A Chinese Foreign Ministry statement said that Pelosi had disregarded China’s serious concerns and resolute opposition to her visit. It called Pelosi’s visit provocative and said it undermines China’s sovereignty and territorial integrity.

China is against Taiwan engaging in foreign relations.

Tourists gathered on Friday along the Chinese coast, across from Taiwan to see if any military plane was heading towards the area.

Fighter jets could be heard flying overhead and tourists taking photos chanted, “Let’s take Taiwan back,” looking out into the blue waters of the Taiwan Strait from Pingtan island, a popular scenic spot.

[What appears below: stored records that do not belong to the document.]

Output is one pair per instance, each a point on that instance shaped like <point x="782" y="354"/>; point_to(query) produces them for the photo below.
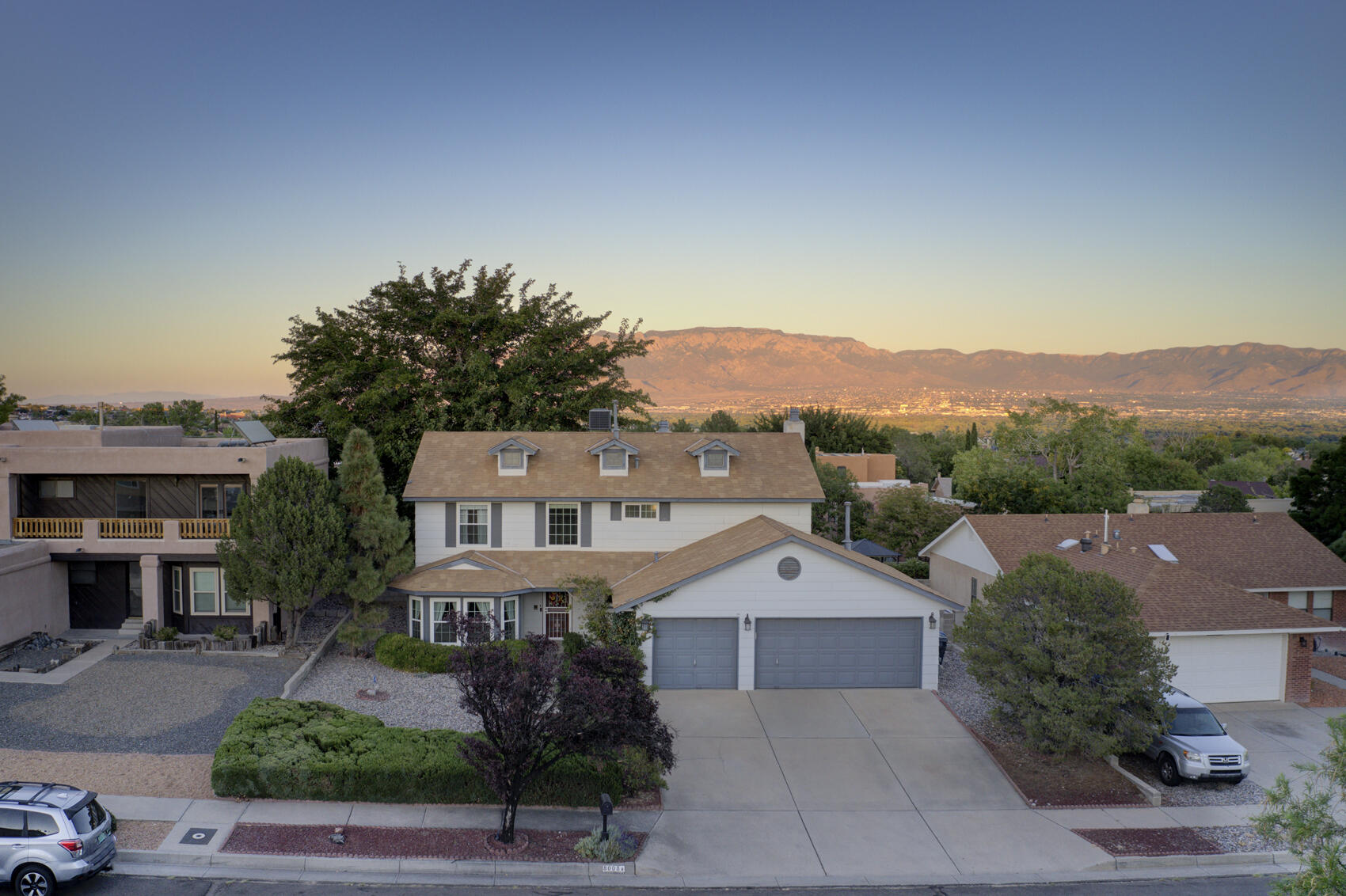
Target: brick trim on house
<point x="1299" y="672"/>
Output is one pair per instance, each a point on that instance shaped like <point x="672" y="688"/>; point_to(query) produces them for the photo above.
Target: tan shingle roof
<point x="734" y="544"/>
<point x="1248" y="551"/>
<point x="773" y="465"/>
<point x="519" y="571"/>
<point x="1173" y="596"/>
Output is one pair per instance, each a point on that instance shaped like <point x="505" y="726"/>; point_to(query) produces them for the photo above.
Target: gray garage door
<point x="838" y="653"/>
<point x="696" y="653"/>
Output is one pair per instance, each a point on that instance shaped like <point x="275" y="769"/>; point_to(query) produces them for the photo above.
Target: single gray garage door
<point x="838" y="653"/>
<point x="696" y="653"/>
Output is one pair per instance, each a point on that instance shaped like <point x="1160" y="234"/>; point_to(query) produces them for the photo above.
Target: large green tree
<point x="380" y="548"/>
<point x="1065" y="659"/>
<point x="831" y="430"/>
<point x="9" y="401"/>
<point x="451" y="350"/>
<point x="287" y="541"/>
<point x="906" y="519"/>
<point x="1319" y="495"/>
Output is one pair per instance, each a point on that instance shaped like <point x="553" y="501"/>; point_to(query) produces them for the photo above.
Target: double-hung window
<point x="474" y="525"/>
<point x="640" y="511"/>
<point x="563" y="525"/>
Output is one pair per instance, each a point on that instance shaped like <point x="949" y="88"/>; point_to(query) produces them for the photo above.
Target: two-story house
<point x="128" y="518"/>
<point x="704" y="536"/>
<point x="1238" y="598"/>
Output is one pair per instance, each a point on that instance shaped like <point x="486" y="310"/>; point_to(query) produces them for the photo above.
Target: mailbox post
<point x="605" y="805"/>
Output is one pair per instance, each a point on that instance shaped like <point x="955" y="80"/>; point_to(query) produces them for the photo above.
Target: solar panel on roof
<point x="255" y="431"/>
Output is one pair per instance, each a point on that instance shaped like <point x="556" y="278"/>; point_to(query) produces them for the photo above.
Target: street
<point x="130" y="886"/>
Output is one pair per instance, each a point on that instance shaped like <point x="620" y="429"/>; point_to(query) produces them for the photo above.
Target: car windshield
<point x="1196" y="721"/>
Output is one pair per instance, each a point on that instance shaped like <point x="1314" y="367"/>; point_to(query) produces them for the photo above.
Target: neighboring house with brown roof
<point x="704" y="536"/>
<point x="1238" y="598"/>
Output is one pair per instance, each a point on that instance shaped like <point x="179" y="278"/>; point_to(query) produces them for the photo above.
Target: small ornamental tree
<point x="1067" y="661"/>
<point x="287" y="541"/>
<point x="1221" y="499"/>
<point x="1309" y="819"/>
<point x="377" y="537"/>
<point x="534" y="713"/>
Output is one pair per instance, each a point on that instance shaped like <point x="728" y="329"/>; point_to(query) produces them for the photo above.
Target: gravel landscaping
<point x="140" y="703"/>
<point x="404" y="842"/>
<point x="415" y="700"/>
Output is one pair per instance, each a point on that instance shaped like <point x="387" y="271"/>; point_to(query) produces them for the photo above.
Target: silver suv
<point x="51" y="834"/>
<point x="1196" y="746"/>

China’s insistence that Taiwan is its territory and threat to use force to bring it under its control has featured highly in ruling Communist Party propaganda, the education system and the entirely state-controlled media for the more than seven decades since the sides divided amid civil war in 1949.

Island residents overwhelmingly favor maintaining the status quo of de facto independence and reject China’s demands that Taiwan unify with the mainland under Communist control.

According to the Taiwan Defense Ministry, China has sent warplanes and military ships across the Taiwan Strait’s mid-line on Friday morning. This crossing of what was for many decades an informal buffer zone between Taiwan and China, is a significant step in the history of this area.

Five of the missiles fired by China since the military exercises began Thursday landed in Japan’s Exclusive Economic Zone off Hateruma, an island far south of Japan’s main islands, Japanese Defense Minister Nobuo Kishi said. He said Japan protested the missile landings to China as “serious threats to Japan’s national security and the safety of the Japanese people.”

Japan’s Defense Ministry later said they believe the other four missiles, fired from China’s southeastern coast of Fujian, flew over Taiwan.

Japanese Prime Minister Fumio Kishida said Friday that China’s military exercises aimed at Taiwan represent a “grave problem” that threatens regional peace and security.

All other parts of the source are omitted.